Faced with possibilities of (mis)interpretation, why then, one may ask, should we use metaphors? Metaphors vividly express what would otherwise be “difficult to express in literal speech” (Mio 1997, p.121). They also add vivacity to speech and allow acceptable breaking of language rules in order to communicate certain ideas (See also Gibbs, 1994). In fact, Charteris-Black (2004) sees metaphors as an embodiment of verbalized evidence. Although Todoli (2007) acknowledges the potential of metaphors in myth deconstruction, they also possess huge potential in myth construction, especially when the intention is to disenfranchise particular audiences from a discourse.

Conclusion

Most metaphors used during the Kenyan PEV existed before and had been accepted even as a rich source of ethnic stereotypical humor. They did not have any atavistic undertones they acquired during the electoral period. The context of deployment frames the meaning and potency of use. There are several Kenyan comedians who have thrived on these ethnic metaphors. We, therefore note that the potency of a metaphor is not in itself, but in the meaning we imbue it with, which meaning is as fluid and transient as context changes.

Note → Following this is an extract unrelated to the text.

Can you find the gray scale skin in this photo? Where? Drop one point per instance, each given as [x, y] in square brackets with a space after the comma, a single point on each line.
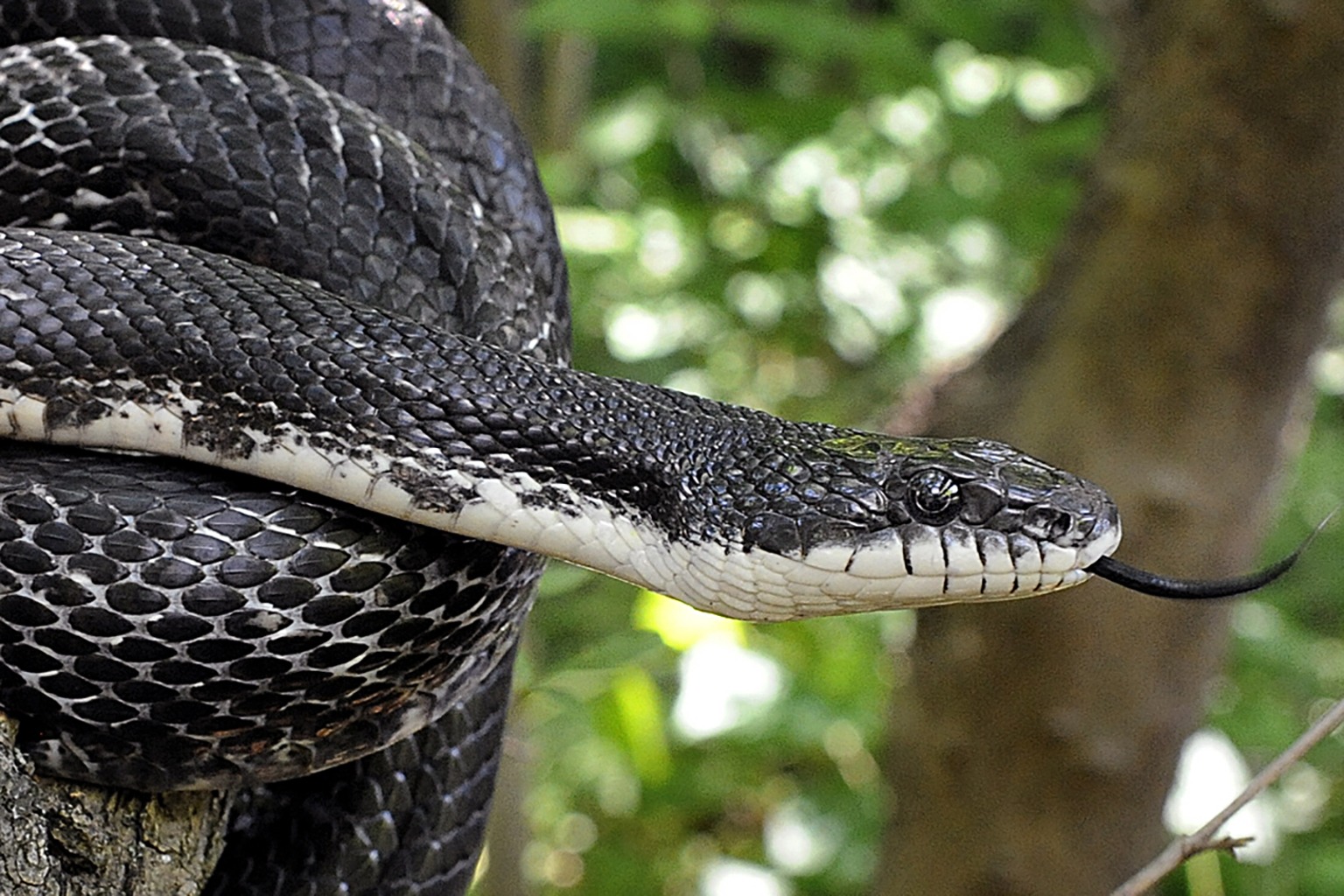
[305, 836]
[355, 382]
[406, 818]
[179, 627]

This not only challenges the notion of metaphors with determinate meaning, but also problematizes their instrumentalization by the media, in our case vernacular radio stations. They serve as a rallying cry and a call to arms not because of the totality of what can be inferred from them - both positive and negative, but their signification of aspects of difference. It is this difference, which was exploited during the PEV not because of the metaphors but in spite of them. In other words the metaphors become substitutes for some other things, for example land and education. Metaphors became an effective vehicle to foreground differences even as they silenced the real raison de etre for the violence.